U.S. Secretary of State Hillary Clinton (L) speaks to members of the Saudi-owned MBC satellite television channel, including Lebanon’s star presenter George Qardahi (in black suit-C) during her visit to the Zayed University in Abu Dhabi on January 10, 2011. The United Arab Emirates is the first leg of Clinton’s Gulf tour which will also take her to Oman and Qatar (KARIM SAHIB/AFP/Getty Images)
Arguments & Analysis
‘And no one wants to know’: Israeli soldiers on the occupation (David Shulman, NYRB)
The author records his impressions of the new 431 page book from the Israeli NGO Breaking the Silence, which documents reflections from the military service of IDF members over the past decade. His takeaway: “But it is not only the soldiers and the policemen and the judges and the bureaucrats who pay a personal price, along with their Palestinian victims. As the Israeli philosopher Yeshayahu Leibowitz predicted forty-three years ago, the occupation has brutalized Israeli society as a whole and eroded the moral foundation of our very existence. If there is still hope for Israel, it lies with those remnants of the peace camp that remain active and, in particular, with groups such as Breaking the Silence, who offer a taste of the bitter, but perhaps ultimately healing, truth.”

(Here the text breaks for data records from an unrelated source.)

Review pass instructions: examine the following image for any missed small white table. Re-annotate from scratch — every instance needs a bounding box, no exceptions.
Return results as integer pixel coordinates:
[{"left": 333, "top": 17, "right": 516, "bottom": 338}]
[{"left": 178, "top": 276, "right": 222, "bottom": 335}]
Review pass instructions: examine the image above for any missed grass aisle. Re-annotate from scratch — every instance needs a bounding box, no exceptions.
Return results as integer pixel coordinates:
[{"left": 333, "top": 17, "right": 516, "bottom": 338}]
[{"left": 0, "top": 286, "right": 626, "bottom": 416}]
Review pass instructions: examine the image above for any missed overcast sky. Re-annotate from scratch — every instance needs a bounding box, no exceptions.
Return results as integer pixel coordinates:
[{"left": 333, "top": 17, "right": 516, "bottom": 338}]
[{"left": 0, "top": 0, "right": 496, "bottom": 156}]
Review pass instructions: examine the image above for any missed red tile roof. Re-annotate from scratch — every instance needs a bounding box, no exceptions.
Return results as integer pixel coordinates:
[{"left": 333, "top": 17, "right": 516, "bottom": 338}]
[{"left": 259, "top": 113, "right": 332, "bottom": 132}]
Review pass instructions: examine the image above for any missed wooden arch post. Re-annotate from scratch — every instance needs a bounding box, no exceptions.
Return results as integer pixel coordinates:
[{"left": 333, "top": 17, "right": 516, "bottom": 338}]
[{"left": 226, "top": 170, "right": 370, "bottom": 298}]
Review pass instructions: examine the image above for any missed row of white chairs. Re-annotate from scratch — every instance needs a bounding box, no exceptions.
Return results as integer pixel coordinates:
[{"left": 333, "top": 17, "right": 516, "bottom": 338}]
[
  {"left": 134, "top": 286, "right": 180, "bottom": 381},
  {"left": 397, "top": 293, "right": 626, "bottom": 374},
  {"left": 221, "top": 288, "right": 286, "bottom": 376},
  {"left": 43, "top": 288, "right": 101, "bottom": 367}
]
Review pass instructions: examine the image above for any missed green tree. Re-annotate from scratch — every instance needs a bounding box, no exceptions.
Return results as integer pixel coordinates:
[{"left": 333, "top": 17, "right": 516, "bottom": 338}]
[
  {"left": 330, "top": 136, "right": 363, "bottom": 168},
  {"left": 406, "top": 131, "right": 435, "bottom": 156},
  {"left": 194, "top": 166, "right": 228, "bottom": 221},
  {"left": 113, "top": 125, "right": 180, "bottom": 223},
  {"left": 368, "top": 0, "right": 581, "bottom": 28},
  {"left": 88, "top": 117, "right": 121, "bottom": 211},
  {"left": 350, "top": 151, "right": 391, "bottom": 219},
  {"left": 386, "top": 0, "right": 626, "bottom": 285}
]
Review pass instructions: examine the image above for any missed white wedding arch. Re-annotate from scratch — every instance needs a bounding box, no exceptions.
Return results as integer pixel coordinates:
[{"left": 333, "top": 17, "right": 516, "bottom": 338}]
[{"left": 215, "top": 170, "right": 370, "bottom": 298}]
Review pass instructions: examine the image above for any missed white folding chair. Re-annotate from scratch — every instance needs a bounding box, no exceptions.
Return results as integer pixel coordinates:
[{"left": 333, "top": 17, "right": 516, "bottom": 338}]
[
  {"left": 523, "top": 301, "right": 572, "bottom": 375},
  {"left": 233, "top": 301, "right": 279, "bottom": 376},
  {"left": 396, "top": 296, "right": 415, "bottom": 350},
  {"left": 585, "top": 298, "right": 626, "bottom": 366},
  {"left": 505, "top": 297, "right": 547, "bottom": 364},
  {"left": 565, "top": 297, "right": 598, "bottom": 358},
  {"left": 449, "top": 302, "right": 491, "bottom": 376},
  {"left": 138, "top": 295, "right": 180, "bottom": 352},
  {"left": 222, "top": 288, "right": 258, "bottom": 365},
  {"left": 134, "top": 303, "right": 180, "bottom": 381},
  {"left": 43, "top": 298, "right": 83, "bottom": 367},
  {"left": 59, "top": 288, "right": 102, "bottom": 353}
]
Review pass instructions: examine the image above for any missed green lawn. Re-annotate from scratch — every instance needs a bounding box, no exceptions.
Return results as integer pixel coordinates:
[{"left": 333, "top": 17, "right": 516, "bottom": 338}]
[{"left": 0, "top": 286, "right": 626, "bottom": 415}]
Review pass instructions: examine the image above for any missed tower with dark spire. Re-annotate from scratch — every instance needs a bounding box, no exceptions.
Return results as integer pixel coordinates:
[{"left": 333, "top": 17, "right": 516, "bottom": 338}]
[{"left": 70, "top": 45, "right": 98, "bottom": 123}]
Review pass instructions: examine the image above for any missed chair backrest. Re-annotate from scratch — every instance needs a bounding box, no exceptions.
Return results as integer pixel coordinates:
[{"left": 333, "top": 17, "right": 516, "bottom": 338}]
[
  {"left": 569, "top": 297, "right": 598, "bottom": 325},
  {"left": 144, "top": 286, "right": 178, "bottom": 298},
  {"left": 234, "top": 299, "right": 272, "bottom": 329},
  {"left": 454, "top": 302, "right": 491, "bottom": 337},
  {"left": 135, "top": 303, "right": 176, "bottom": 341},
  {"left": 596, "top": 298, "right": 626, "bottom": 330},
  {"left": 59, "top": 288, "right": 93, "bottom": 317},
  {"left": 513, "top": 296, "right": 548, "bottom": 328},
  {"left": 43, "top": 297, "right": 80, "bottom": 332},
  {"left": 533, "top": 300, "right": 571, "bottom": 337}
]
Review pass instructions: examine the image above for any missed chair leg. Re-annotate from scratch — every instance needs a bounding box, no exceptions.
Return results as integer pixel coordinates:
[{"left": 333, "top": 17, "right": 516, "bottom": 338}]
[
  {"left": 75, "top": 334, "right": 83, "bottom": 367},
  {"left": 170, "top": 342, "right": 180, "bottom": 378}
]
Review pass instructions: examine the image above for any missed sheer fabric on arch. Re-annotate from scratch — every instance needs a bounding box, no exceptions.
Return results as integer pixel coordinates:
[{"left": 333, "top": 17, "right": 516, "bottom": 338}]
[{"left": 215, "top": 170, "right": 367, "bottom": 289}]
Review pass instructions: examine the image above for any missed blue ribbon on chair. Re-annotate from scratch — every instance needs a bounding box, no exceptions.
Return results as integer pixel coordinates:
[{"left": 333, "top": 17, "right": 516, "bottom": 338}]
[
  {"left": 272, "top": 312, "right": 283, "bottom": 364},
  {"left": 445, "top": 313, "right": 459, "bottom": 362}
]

‘Independence beckons’ (The Economist)
Yesterday, South Sudan began voting in a referendum that will very likely see Africa’s largest country break into two halves. Yet even if the process remains less violent than some have predicted, the road ahead remains fraught with potential danger and discord. To wit: “The government sounds increasingly confident as the referendum draws near. But a smooth transition is another matter. Before declaring independence, scheduled for July 9th, north and south must finalise a separation agreement. A formula must be found for sharing the oil revenue from jointly operated fields. A method must be devised for joint control of disputed areas such as oil-rich Abyei, which lies on the border between north and south and which is not having its own referendum, as mandated in the 2005 peace accord.”
‘Israeli left reawakens after death of Palestinian protesters’ (Tony Karon, The National)

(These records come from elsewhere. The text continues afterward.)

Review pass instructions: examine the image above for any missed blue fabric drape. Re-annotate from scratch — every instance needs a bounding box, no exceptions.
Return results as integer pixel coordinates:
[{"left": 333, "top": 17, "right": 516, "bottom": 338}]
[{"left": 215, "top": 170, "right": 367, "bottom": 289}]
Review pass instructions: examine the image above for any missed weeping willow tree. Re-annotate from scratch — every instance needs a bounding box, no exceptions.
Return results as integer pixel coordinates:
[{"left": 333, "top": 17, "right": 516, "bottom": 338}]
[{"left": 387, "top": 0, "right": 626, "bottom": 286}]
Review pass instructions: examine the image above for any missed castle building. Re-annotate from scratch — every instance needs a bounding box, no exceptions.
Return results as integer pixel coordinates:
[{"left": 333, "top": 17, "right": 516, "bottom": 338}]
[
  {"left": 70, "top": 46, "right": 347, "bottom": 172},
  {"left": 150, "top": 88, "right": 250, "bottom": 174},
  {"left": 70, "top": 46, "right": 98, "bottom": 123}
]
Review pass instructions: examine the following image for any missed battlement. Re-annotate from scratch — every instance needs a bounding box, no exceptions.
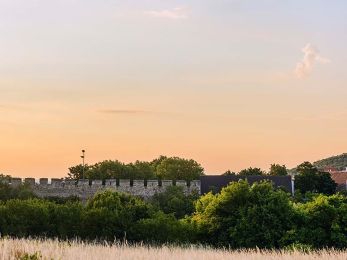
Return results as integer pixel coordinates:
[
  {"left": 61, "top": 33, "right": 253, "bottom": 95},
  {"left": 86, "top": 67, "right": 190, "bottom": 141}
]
[
  {"left": 3, "top": 178, "right": 200, "bottom": 200},
  {"left": 6, "top": 178, "right": 200, "bottom": 187}
]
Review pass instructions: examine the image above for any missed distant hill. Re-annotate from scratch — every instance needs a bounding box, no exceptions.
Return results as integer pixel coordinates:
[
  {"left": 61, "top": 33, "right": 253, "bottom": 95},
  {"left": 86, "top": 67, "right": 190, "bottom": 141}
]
[{"left": 313, "top": 153, "right": 347, "bottom": 170}]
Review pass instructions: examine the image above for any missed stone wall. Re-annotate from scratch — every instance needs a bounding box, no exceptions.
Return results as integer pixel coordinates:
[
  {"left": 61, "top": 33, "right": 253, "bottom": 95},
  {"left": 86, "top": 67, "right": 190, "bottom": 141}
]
[{"left": 6, "top": 178, "right": 200, "bottom": 200}]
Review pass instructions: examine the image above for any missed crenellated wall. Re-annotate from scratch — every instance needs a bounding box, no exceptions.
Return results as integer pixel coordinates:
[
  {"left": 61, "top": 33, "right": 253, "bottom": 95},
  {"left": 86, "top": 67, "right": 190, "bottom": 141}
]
[{"left": 5, "top": 178, "right": 200, "bottom": 200}]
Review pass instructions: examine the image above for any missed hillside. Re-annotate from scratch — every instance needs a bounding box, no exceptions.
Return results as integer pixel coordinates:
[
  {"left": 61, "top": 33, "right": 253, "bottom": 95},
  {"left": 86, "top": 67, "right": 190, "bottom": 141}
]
[{"left": 313, "top": 153, "right": 347, "bottom": 170}]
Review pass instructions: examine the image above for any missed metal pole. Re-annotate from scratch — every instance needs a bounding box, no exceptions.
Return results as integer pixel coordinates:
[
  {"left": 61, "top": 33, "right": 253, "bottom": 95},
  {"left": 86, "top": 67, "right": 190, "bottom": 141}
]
[
  {"left": 81, "top": 150, "right": 86, "bottom": 180},
  {"left": 291, "top": 175, "right": 295, "bottom": 196}
]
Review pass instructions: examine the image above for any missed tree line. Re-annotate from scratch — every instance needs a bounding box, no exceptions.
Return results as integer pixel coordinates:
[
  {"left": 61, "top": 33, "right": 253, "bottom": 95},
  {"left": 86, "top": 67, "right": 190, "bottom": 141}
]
[
  {"left": 67, "top": 156, "right": 337, "bottom": 194},
  {"left": 67, "top": 156, "right": 204, "bottom": 181},
  {"left": 0, "top": 173, "right": 347, "bottom": 249}
]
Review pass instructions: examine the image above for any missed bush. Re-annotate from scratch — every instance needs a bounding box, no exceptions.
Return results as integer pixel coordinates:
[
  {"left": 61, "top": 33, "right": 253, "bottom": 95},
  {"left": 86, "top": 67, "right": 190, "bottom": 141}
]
[{"left": 191, "top": 181, "right": 294, "bottom": 248}]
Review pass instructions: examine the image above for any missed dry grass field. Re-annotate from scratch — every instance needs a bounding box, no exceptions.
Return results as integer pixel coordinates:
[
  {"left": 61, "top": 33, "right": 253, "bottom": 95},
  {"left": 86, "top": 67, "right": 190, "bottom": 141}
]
[{"left": 0, "top": 239, "right": 347, "bottom": 260}]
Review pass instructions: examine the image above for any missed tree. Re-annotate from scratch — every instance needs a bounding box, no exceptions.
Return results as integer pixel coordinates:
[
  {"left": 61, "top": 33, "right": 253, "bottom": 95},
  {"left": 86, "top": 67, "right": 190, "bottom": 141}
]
[
  {"left": 150, "top": 186, "right": 199, "bottom": 219},
  {"left": 191, "top": 180, "right": 294, "bottom": 248},
  {"left": 222, "top": 170, "right": 236, "bottom": 176},
  {"left": 295, "top": 162, "right": 337, "bottom": 194},
  {"left": 239, "top": 167, "right": 265, "bottom": 176},
  {"left": 156, "top": 157, "right": 204, "bottom": 181},
  {"left": 269, "top": 164, "right": 288, "bottom": 176},
  {"left": 129, "top": 161, "right": 156, "bottom": 180},
  {"left": 284, "top": 194, "right": 347, "bottom": 248}
]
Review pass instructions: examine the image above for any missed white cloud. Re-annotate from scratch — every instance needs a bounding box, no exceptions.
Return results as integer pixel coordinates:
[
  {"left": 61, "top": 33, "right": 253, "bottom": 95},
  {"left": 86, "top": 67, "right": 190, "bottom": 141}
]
[
  {"left": 295, "top": 43, "right": 330, "bottom": 79},
  {"left": 145, "top": 7, "right": 188, "bottom": 19}
]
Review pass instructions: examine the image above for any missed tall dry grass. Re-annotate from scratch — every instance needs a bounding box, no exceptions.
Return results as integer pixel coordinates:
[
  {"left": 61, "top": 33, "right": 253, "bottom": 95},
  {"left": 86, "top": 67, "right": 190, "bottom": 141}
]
[{"left": 0, "top": 238, "right": 347, "bottom": 260}]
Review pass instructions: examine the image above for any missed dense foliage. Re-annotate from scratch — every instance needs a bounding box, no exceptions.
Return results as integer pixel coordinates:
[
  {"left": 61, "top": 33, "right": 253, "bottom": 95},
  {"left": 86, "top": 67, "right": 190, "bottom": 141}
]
[
  {"left": 0, "top": 181, "right": 347, "bottom": 248},
  {"left": 68, "top": 156, "right": 204, "bottom": 181}
]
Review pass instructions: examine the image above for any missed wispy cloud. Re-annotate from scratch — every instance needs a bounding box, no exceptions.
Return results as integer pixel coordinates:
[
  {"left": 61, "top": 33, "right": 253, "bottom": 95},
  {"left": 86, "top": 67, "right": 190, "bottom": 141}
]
[
  {"left": 98, "top": 109, "right": 153, "bottom": 115},
  {"left": 144, "top": 7, "right": 188, "bottom": 20},
  {"left": 295, "top": 43, "right": 330, "bottom": 79}
]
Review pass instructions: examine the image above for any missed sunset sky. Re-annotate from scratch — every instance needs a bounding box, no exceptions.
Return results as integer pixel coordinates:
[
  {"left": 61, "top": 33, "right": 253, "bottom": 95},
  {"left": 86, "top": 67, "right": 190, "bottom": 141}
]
[{"left": 0, "top": 0, "right": 347, "bottom": 178}]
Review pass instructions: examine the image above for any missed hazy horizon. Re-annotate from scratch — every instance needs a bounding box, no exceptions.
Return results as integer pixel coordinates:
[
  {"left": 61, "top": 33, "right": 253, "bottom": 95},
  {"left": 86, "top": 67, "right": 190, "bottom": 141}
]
[{"left": 0, "top": 0, "right": 347, "bottom": 177}]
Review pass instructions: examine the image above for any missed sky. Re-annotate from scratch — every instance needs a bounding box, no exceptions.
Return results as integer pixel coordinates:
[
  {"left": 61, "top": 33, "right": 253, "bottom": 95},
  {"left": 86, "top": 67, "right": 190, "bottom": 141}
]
[{"left": 0, "top": 0, "right": 347, "bottom": 178}]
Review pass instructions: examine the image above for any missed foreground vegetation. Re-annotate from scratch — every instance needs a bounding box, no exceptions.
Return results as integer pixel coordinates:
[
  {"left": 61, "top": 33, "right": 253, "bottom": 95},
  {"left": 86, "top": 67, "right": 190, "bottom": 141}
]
[
  {"left": 0, "top": 181, "right": 347, "bottom": 249},
  {"left": 0, "top": 239, "right": 347, "bottom": 260}
]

Thought the Israeli left has largely been dormant since the end of the 2nd intifada, the rightward shift in Israel’s political class of late has ushered in a sort of a mini-renaissance in the community. Though still on the margins of society, recent events including the death of Palestinian non-violent protester Jawaher Abu Rameh and ongoing non-violent protests have turned the Israeli dissident class into more than a minor annoyance for government authorities. The effect? “But even if they [Israeli dissidents] cannot change the reality of the occupation, there is one reality that those Israelis going to Bilin and Sheikh Jarrah have already succeeded in changing: for thousands of young Palestinians in those areas, it will never again be true that the only Israelis they have ever known are soldiers and settlers. That, in itself, is a precious investment in a future free of hate.”